Apenas uma carta publicada na
Gazeta de Lisboa menciona o mesmo
número de navios ingleses. Mas esta carta
deve ter sido escrita pelo mesmo ISIDORO GUIMARÃES.
Diz, porém, ADOLFO LOUREIRO que o comboio tinha
mais de quarenta velas com sete grandes galeras: o sr. Comandante ROCHA E CUNHA diz que o comboio tinha quarenta e oito
navios; o sr. dr. ALBERTO SOUTO diz que eram trinta e oito navios de
transporte e um brigue de guerra.
Entende o sr. Coronel BELlSÁRIO PIMENTA, em relação
a estes vários números de navios, que é provável ser exacto
o número quarenta dado por ISIDORO GUIMARÃES.
Nestes termos, parecia resolvido definitivamente a questão do número dos navios.
Não sucede, porém, assim.
Com efeito, num ofício do engenheiro LUÍS GOMES DE
CARVALHO, director das obras da Barra, para o ministro da
guerra D. Miguel Pereira Forjaz, diz que o total dos navios
entrados era quarenta e um.

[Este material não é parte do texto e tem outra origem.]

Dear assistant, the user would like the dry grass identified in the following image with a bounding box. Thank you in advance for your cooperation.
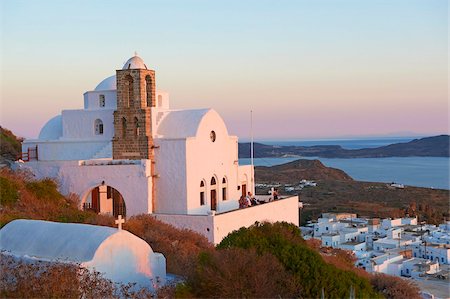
[124,214,213,275]
[371,273,421,299]
[0,168,115,227]
[184,247,300,298]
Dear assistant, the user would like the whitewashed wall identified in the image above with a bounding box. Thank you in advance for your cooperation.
[83,90,117,110]
[22,140,110,161]
[154,139,187,214]
[20,160,152,216]
[185,110,243,215]
[62,109,114,140]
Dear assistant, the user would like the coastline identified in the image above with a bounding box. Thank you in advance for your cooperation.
[241,156,450,190]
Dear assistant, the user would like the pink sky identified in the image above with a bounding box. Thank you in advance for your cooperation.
[1,0,448,140]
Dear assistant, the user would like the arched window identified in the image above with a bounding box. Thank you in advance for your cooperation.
[222,177,227,201]
[134,117,140,136]
[94,119,103,135]
[125,75,133,107]
[200,180,206,206]
[158,95,163,107]
[121,117,127,138]
[210,177,217,211]
[145,75,152,107]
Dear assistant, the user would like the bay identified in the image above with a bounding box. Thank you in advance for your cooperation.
[239,137,449,190]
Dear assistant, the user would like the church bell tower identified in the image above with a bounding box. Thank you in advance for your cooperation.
[112,55,156,160]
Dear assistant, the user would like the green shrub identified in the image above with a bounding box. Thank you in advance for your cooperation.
[186,247,299,298]
[218,222,382,299]
[25,179,64,203]
[0,177,19,205]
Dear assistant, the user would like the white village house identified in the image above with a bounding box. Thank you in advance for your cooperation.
[0,219,166,290]
[19,55,299,244]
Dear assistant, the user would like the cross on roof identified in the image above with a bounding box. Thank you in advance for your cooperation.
[115,215,125,230]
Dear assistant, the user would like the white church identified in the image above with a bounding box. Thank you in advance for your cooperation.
[20,55,299,244]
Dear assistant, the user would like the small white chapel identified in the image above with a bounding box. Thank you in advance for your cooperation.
[0,219,166,290]
[20,55,299,244]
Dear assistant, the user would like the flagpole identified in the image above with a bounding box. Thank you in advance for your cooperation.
[250,110,254,194]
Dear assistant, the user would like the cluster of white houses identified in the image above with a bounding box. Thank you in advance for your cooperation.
[302,213,450,279]
[18,55,300,244]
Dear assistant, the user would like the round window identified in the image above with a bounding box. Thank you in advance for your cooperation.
[210,131,216,142]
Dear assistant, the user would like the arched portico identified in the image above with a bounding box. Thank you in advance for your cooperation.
[82,184,126,217]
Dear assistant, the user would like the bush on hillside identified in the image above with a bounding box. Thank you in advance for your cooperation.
[25,178,64,203]
[306,238,370,279]
[182,247,300,298]
[217,222,381,298]
[124,214,213,275]
[0,126,22,161]
[0,176,19,205]
[371,273,421,299]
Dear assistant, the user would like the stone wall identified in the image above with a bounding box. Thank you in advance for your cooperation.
[112,68,156,160]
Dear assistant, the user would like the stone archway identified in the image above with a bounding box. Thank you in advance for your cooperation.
[82,185,126,217]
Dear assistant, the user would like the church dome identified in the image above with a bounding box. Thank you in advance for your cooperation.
[39,115,63,140]
[94,75,116,91]
[122,55,148,70]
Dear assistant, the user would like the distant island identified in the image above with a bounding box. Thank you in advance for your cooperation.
[239,135,449,158]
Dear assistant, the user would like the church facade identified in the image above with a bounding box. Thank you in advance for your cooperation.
[21,55,299,243]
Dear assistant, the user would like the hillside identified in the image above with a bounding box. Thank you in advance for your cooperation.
[0,169,420,298]
[253,160,449,225]
[0,126,23,162]
[239,135,450,158]
[255,159,353,183]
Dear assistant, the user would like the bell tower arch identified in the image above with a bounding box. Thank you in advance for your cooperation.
[112,55,156,160]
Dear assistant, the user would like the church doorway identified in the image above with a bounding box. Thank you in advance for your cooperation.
[83,185,126,217]
[211,190,217,211]
[241,184,247,197]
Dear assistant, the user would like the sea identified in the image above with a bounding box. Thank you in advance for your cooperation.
[239,137,450,190]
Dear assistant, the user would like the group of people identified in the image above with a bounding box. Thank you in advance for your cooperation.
[239,192,262,208]
[238,188,280,209]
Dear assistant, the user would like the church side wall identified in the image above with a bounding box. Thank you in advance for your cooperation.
[154,139,187,214]
[22,140,109,161]
[83,90,117,110]
[62,109,114,140]
[185,112,240,215]
[19,160,151,216]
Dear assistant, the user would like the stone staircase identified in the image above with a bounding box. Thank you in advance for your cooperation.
[92,142,112,159]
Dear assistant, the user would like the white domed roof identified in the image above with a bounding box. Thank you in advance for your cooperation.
[122,55,148,70]
[93,55,148,91]
[39,115,62,140]
[95,75,116,91]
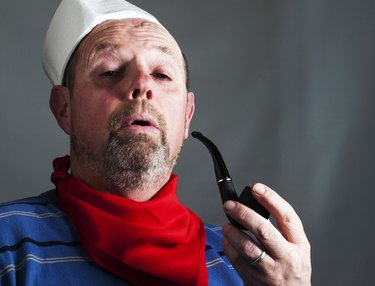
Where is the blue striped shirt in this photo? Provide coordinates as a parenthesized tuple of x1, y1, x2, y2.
(0, 191, 243, 285)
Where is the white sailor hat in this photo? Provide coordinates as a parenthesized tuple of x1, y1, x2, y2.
(42, 0, 163, 85)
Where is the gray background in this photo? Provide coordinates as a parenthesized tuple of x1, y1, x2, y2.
(1, 0, 374, 285)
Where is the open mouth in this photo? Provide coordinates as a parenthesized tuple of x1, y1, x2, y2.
(121, 115, 159, 131)
(131, 120, 151, 127)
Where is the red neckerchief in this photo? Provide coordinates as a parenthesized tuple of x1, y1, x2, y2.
(51, 156, 208, 286)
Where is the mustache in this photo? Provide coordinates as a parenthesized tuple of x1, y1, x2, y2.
(108, 101, 166, 133)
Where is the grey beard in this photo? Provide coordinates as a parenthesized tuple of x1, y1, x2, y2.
(71, 101, 182, 195)
(101, 131, 176, 194)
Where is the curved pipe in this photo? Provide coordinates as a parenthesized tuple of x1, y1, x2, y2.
(192, 131, 270, 228)
(191, 131, 230, 183)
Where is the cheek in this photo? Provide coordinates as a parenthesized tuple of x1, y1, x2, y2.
(70, 91, 117, 147)
(163, 99, 187, 148)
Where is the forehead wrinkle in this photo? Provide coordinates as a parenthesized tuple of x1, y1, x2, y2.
(79, 20, 184, 72)
(86, 41, 121, 68)
(87, 43, 177, 66)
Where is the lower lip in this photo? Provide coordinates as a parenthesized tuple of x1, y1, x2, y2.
(120, 125, 159, 134)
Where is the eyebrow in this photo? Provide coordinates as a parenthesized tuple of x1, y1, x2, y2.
(150, 45, 181, 64)
(87, 42, 120, 66)
(154, 45, 174, 56)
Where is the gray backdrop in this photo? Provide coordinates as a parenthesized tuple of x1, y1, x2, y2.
(1, 1, 374, 285)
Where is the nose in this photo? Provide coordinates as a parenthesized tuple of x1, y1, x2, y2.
(131, 87, 152, 100)
(123, 62, 153, 101)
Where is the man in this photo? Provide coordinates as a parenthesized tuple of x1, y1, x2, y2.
(0, 0, 311, 285)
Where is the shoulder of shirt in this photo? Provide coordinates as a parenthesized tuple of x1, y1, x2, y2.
(0, 189, 59, 211)
(0, 191, 130, 285)
(0, 189, 67, 227)
(0, 189, 77, 244)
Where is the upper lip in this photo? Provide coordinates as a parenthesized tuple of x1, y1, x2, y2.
(121, 114, 159, 129)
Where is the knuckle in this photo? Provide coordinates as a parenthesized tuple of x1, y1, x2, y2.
(240, 239, 257, 255)
(281, 208, 301, 232)
(264, 189, 278, 205)
(256, 220, 274, 241)
(238, 206, 250, 222)
(281, 207, 299, 226)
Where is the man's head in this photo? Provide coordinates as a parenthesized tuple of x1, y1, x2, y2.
(44, 0, 194, 200)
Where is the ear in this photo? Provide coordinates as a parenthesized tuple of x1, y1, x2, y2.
(49, 85, 72, 135)
(184, 91, 195, 139)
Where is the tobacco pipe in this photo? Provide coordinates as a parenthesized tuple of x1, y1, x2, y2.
(192, 131, 270, 229)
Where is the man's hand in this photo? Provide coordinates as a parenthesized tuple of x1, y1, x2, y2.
(222, 183, 311, 286)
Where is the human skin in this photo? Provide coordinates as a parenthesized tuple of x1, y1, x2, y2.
(222, 183, 312, 285)
(49, 19, 194, 201)
(49, 17, 311, 285)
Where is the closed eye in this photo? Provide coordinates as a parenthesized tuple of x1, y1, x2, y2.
(102, 70, 120, 77)
(153, 72, 171, 80)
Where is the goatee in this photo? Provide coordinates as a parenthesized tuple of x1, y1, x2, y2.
(71, 101, 181, 196)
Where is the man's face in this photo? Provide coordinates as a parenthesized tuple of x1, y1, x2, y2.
(57, 19, 194, 195)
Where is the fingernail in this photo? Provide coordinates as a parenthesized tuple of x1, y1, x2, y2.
(223, 200, 236, 212)
(253, 184, 266, 195)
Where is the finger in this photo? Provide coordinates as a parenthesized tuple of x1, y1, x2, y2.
(222, 232, 275, 286)
(222, 236, 256, 285)
(251, 183, 308, 244)
(222, 223, 273, 266)
(223, 200, 288, 259)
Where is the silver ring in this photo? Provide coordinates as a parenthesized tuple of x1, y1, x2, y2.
(251, 250, 266, 266)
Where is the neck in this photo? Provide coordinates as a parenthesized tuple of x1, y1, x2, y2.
(69, 154, 171, 202)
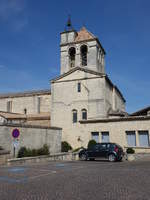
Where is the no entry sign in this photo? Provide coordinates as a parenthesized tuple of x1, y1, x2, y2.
(12, 129, 20, 138)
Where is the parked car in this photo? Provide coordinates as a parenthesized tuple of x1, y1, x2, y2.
(79, 142, 124, 162)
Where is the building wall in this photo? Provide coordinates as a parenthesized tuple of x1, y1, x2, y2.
(0, 94, 51, 114)
(0, 124, 61, 157)
(104, 79, 113, 115)
(67, 119, 150, 153)
(51, 72, 106, 132)
(51, 69, 126, 144)
(114, 88, 125, 111)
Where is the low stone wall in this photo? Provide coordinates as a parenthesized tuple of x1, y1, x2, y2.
(7, 152, 79, 165)
(0, 123, 62, 157)
(126, 153, 150, 161)
(124, 147, 150, 154)
(0, 150, 10, 165)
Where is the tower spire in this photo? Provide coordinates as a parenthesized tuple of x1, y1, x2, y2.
(65, 15, 73, 31)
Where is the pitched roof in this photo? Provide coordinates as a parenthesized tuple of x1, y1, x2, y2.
(75, 27, 96, 42)
(60, 26, 106, 54)
(0, 111, 50, 120)
(0, 111, 26, 120)
(0, 89, 51, 99)
(80, 115, 150, 123)
(51, 66, 104, 83)
(130, 106, 150, 116)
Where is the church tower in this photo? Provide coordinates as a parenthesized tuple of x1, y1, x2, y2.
(60, 18, 106, 74)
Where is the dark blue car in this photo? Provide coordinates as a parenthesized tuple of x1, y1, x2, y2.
(79, 143, 124, 162)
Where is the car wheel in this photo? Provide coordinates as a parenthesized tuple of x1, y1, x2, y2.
(108, 154, 116, 162)
(117, 157, 122, 162)
(80, 154, 87, 161)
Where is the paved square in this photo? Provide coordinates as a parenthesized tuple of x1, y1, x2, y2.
(0, 160, 150, 200)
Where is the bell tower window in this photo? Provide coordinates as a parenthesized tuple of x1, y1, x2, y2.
(81, 45, 87, 66)
(69, 47, 76, 68)
(72, 109, 77, 123)
(82, 109, 87, 120)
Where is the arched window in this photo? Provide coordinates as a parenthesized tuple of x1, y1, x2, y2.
(81, 45, 87, 66)
(82, 109, 87, 120)
(72, 109, 77, 123)
(69, 47, 76, 68)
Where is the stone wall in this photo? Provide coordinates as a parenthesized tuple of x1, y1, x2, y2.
(78, 118, 150, 152)
(0, 124, 62, 157)
(0, 150, 10, 165)
(0, 93, 51, 115)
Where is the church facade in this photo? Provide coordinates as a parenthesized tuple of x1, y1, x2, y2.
(0, 22, 150, 153)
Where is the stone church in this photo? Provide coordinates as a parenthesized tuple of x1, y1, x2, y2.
(0, 20, 150, 154)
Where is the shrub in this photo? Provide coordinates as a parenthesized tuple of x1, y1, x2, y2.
(17, 144, 50, 158)
(87, 139, 97, 149)
(61, 141, 72, 152)
(32, 149, 38, 157)
(37, 144, 49, 155)
(18, 147, 28, 158)
(126, 147, 135, 154)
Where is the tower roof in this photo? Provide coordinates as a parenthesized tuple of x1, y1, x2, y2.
(65, 15, 74, 31)
(75, 27, 96, 42)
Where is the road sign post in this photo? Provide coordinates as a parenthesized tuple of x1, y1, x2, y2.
(12, 129, 20, 157)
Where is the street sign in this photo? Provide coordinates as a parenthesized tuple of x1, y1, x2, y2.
(13, 140, 19, 149)
(12, 129, 20, 138)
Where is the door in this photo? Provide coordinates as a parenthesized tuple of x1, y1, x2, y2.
(98, 143, 108, 158)
(88, 144, 100, 158)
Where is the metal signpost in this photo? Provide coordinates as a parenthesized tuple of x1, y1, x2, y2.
(12, 129, 20, 157)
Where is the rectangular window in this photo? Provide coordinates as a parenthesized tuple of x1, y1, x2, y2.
(37, 97, 41, 114)
(138, 131, 149, 147)
(7, 101, 12, 112)
(126, 131, 136, 147)
(101, 132, 109, 143)
(77, 83, 81, 92)
(73, 111, 77, 123)
(91, 132, 99, 143)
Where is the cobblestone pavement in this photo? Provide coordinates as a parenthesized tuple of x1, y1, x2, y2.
(0, 160, 150, 200)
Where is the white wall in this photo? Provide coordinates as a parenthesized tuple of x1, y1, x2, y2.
(0, 124, 62, 157)
(0, 94, 51, 114)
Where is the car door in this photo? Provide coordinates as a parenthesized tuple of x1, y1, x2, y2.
(98, 143, 109, 158)
(87, 144, 100, 158)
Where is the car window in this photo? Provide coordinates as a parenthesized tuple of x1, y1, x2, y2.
(88, 144, 98, 150)
(100, 144, 107, 149)
(93, 144, 100, 151)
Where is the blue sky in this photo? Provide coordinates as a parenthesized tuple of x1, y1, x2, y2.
(0, 0, 150, 113)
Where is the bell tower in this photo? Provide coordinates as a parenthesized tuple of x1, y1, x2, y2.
(60, 18, 106, 75)
(60, 17, 77, 74)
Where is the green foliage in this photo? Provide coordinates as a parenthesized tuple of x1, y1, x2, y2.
(17, 144, 50, 158)
(126, 147, 135, 154)
(37, 144, 49, 155)
(61, 141, 72, 152)
(87, 139, 97, 149)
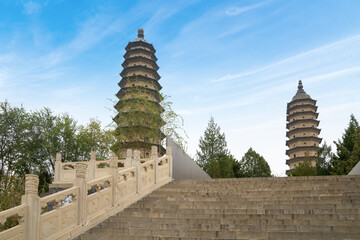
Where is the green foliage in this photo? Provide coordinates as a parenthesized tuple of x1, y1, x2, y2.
(237, 148, 272, 178)
(331, 114, 360, 175)
(315, 142, 333, 176)
(0, 174, 24, 231)
(112, 80, 188, 156)
(161, 94, 188, 152)
(196, 117, 236, 178)
(112, 81, 165, 156)
(291, 114, 360, 176)
(289, 159, 317, 176)
(0, 100, 115, 213)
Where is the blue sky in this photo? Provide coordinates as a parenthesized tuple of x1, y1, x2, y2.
(1, 0, 360, 175)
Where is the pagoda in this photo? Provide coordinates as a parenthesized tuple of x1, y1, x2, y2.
(286, 80, 322, 171)
(112, 28, 165, 158)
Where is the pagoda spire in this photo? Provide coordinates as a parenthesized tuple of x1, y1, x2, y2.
(137, 28, 144, 39)
(297, 80, 305, 94)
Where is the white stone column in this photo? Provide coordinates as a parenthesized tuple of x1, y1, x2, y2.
(125, 149, 132, 168)
(166, 147, 173, 178)
(21, 174, 40, 240)
(75, 163, 87, 226)
(152, 146, 159, 184)
(133, 149, 141, 193)
(54, 153, 61, 182)
(88, 151, 96, 180)
(110, 155, 119, 207)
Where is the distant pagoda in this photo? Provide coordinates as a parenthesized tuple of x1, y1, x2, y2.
(112, 28, 165, 158)
(286, 80, 322, 171)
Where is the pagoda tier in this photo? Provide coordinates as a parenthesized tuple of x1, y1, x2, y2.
(114, 98, 164, 113)
(124, 48, 158, 61)
(286, 136, 322, 147)
(112, 28, 165, 158)
(285, 81, 322, 171)
(122, 56, 159, 70)
(116, 86, 163, 102)
(286, 127, 321, 138)
(120, 65, 160, 80)
(118, 75, 162, 90)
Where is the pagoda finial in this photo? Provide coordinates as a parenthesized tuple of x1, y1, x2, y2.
(297, 80, 305, 93)
(138, 28, 144, 39)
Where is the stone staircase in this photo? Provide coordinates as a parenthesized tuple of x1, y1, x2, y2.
(76, 176, 360, 239)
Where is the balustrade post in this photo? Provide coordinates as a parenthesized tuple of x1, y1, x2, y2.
(110, 155, 119, 206)
(166, 147, 173, 178)
(75, 163, 87, 226)
(152, 146, 159, 184)
(133, 149, 142, 193)
(54, 153, 61, 182)
(88, 151, 96, 180)
(21, 174, 40, 240)
(125, 149, 132, 168)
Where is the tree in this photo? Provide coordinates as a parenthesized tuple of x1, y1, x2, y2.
(332, 114, 360, 175)
(161, 94, 188, 152)
(77, 118, 116, 160)
(290, 159, 317, 176)
(315, 142, 333, 175)
(0, 100, 118, 213)
(196, 117, 235, 178)
(237, 148, 271, 177)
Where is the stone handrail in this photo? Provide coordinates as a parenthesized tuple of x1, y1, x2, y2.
(0, 204, 27, 240)
(0, 146, 172, 240)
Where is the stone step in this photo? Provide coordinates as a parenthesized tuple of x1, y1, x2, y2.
(99, 216, 360, 230)
(82, 226, 360, 239)
(131, 198, 360, 209)
(76, 176, 360, 240)
(118, 209, 360, 219)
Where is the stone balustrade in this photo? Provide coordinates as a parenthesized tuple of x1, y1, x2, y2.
(0, 146, 172, 240)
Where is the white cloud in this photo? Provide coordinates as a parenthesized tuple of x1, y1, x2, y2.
(23, 1, 40, 15)
(212, 34, 360, 83)
(225, 1, 268, 16)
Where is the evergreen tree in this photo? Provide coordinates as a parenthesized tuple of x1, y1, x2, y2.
(315, 142, 333, 175)
(196, 117, 234, 178)
(237, 148, 272, 177)
(332, 114, 360, 174)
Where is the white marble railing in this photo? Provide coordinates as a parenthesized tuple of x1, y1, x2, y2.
(0, 146, 172, 240)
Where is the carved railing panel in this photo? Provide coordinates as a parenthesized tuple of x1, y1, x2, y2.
(39, 187, 79, 240)
(0, 205, 27, 240)
(118, 167, 137, 200)
(141, 160, 155, 190)
(86, 176, 113, 219)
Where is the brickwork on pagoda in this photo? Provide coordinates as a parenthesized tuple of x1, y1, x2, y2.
(286, 80, 322, 171)
(112, 28, 164, 158)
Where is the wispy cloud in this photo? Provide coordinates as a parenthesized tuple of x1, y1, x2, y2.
(23, 1, 41, 15)
(212, 34, 360, 83)
(225, 1, 269, 16)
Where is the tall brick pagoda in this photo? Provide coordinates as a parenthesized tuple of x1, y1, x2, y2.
(286, 80, 322, 171)
(112, 28, 165, 158)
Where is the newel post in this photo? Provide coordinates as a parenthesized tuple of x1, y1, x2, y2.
(75, 163, 87, 226)
(125, 149, 132, 168)
(133, 149, 142, 193)
(110, 155, 119, 206)
(54, 153, 61, 182)
(152, 146, 159, 184)
(166, 147, 173, 178)
(22, 174, 40, 240)
(88, 151, 96, 180)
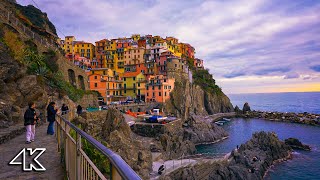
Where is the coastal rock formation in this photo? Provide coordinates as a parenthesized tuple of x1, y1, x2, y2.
(243, 102, 251, 113)
(163, 79, 233, 145)
(285, 138, 311, 151)
(161, 131, 292, 180)
(183, 115, 228, 144)
(73, 109, 152, 179)
(234, 105, 241, 113)
(238, 110, 320, 126)
(165, 79, 234, 120)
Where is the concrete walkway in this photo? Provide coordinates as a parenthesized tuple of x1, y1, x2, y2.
(0, 124, 64, 180)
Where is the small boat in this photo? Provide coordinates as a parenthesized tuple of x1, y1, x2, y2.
(157, 117, 167, 122)
(127, 121, 135, 127)
(222, 118, 231, 121)
(215, 121, 224, 126)
(148, 115, 163, 123)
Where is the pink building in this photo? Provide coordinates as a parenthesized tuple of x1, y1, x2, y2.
(145, 75, 175, 103)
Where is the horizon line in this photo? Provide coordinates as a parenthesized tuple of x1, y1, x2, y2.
(227, 91, 320, 95)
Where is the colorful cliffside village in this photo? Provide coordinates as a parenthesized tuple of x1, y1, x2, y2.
(57, 34, 204, 104)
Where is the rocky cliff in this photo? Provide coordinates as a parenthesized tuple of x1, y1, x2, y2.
(161, 131, 292, 180)
(165, 79, 234, 120)
(73, 109, 152, 179)
(0, 29, 48, 128)
(164, 78, 233, 144)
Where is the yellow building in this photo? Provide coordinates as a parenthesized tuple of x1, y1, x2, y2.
(123, 72, 146, 99)
(131, 34, 140, 41)
(61, 36, 95, 60)
(61, 36, 76, 53)
(74, 42, 95, 60)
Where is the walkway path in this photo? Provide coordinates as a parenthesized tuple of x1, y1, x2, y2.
(0, 124, 64, 180)
(150, 157, 227, 180)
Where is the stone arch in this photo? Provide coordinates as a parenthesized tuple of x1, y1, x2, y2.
(68, 69, 76, 87)
(78, 75, 85, 90)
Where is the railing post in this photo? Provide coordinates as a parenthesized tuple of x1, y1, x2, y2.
(110, 162, 122, 180)
(56, 117, 60, 152)
(76, 132, 81, 180)
(64, 120, 69, 176)
(7, 11, 9, 22)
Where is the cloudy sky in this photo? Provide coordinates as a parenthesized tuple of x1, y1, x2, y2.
(17, 0, 320, 94)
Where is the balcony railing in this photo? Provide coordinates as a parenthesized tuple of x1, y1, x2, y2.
(56, 114, 141, 180)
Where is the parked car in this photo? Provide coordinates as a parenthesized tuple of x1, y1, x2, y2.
(134, 99, 144, 104)
(110, 101, 120, 105)
(121, 101, 128, 105)
(126, 99, 134, 104)
(101, 105, 108, 110)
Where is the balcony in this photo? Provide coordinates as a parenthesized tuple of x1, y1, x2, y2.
(121, 86, 136, 90)
(146, 82, 162, 86)
(136, 79, 146, 83)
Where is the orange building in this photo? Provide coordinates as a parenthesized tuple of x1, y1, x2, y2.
(145, 75, 175, 103)
(87, 68, 125, 104)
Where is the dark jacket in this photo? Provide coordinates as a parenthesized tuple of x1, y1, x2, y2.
(47, 105, 57, 122)
(77, 105, 82, 114)
(24, 108, 36, 126)
(61, 105, 69, 115)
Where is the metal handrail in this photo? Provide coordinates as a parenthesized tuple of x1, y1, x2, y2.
(57, 114, 141, 180)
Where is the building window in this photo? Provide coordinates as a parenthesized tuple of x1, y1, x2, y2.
(147, 92, 149, 96)
(94, 76, 97, 79)
(146, 86, 149, 90)
(159, 92, 161, 96)
(124, 77, 126, 81)
(152, 92, 155, 97)
(124, 90, 126, 93)
(94, 83, 97, 87)
(158, 85, 161, 90)
(165, 92, 167, 96)
(164, 79, 167, 82)
(138, 83, 140, 87)
(133, 77, 136, 81)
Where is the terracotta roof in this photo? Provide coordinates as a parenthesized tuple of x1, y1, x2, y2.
(74, 41, 93, 45)
(123, 71, 141, 77)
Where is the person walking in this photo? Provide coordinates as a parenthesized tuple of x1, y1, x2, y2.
(77, 105, 82, 116)
(61, 103, 69, 115)
(47, 102, 58, 135)
(24, 102, 39, 144)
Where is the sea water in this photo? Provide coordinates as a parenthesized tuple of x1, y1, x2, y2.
(197, 92, 320, 180)
(228, 92, 320, 114)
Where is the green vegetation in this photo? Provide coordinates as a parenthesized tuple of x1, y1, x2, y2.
(193, 69, 222, 94)
(70, 126, 111, 176)
(1, 28, 87, 102)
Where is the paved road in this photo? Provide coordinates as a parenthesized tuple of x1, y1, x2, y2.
(0, 123, 64, 180)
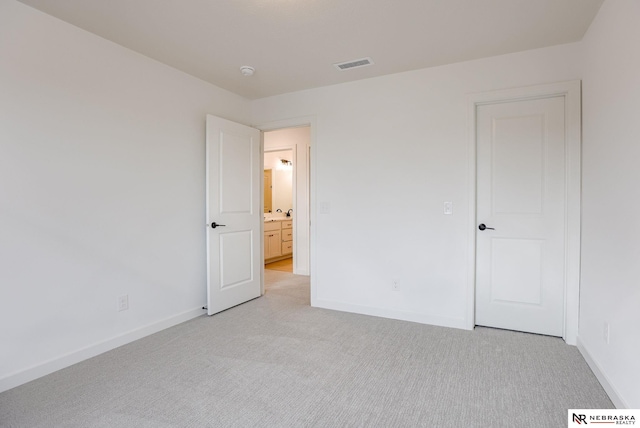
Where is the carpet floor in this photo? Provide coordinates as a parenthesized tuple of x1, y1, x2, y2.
(0, 272, 612, 427)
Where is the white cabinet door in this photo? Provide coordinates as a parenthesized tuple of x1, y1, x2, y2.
(206, 115, 261, 316)
(265, 230, 282, 259)
(476, 97, 566, 337)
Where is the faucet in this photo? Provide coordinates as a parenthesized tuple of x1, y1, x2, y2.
(276, 209, 282, 213)
(286, 209, 293, 217)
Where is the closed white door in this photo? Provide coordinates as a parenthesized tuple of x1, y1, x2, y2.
(206, 115, 261, 315)
(476, 97, 566, 336)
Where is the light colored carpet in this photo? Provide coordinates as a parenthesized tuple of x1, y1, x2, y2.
(1, 272, 612, 427)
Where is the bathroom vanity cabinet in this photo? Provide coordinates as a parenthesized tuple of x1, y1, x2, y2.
(264, 219, 293, 263)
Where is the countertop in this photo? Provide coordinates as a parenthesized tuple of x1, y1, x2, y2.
(264, 217, 293, 222)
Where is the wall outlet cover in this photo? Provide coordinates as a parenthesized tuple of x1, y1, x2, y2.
(319, 202, 331, 214)
(117, 295, 129, 312)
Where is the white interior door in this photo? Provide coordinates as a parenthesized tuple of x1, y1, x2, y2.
(206, 115, 261, 316)
(475, 96, 566, 336)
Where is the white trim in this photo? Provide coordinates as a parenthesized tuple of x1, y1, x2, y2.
(310, 137, 316, 307)
(0, 307, 205, 394)
(315, 298, 467, 330)
(577, 337, 628, 409)
(254, 116, 317, 305)
(260, 132, 265, 296)
(466, 80, 582, 344)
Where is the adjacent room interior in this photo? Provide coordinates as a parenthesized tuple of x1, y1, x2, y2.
(264, 149, 294, 272)
(1, 0, 638, 424)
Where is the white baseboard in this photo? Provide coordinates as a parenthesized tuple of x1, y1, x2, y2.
(576, 336, 628, 409)
(0, 307, 206, 394)
(313, 298, 468, 330)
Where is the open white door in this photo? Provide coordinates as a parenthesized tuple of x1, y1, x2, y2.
(206, 115, 261, 315)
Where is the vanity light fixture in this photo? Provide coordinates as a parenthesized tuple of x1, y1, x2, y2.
(277, 159, 293, 170)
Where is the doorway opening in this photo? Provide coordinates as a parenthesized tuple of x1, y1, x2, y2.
(264, 149, 294, 272)
(261, 125, 311, 295)
(466, 81, 581, 344)
(205, 115, 313, 315)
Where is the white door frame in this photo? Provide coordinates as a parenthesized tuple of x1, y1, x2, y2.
(466, 81, 581, 345)
(254, 116, 316, 303)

Eis as suas próprias palavras:
«Já V. Ex.ª saberá que no dia
13 de Maio do Aniversário de S. A. entrarão em menos de hora e meia pella
Nova Barra de Aveiro 39 navios de transportes lngleses
e dous Brigues de Guerra da m.ma Nação, fazendo tudo
41 navios».
Esta notícia é mais
desenvolvida do que a da «memória»
do oficial da marinha ISIDORO GUIMARÃES. Indica a data da
entrada dos navios, o que não sucedia na «memória», diz
que a entrada durou menos de uma hora e meia, e descrimina a natureza dos navios: 39 de transporte e 2 brigues de
guerra. Parece, pois, que o verdadeiro número de navios
entrados foi de quarenta e um.
É de notar agora que LUÍS GOMES DE CARVALHO não assistiu à entrada do comboio, e por isso é por informação de
outrem que ele dá a citada notícia ao Príncipe Regente. Encontrava-se em
Viseu, onde escreveu o ofício com data
de 2 de Junho de 1809, portanto anterior à data da «memória»,
que é de 23 de Junho deste mesmo ano, e escrita já em Lisboa.
LUÍS GOMES tinha chegado a Viseu de regresso da Galiza,
onde tinha tomado parte na expulsão do exército francês.
O ofício tinha como fim principal mostrar ao ministro da
guerra que o estado da nova barra era bom.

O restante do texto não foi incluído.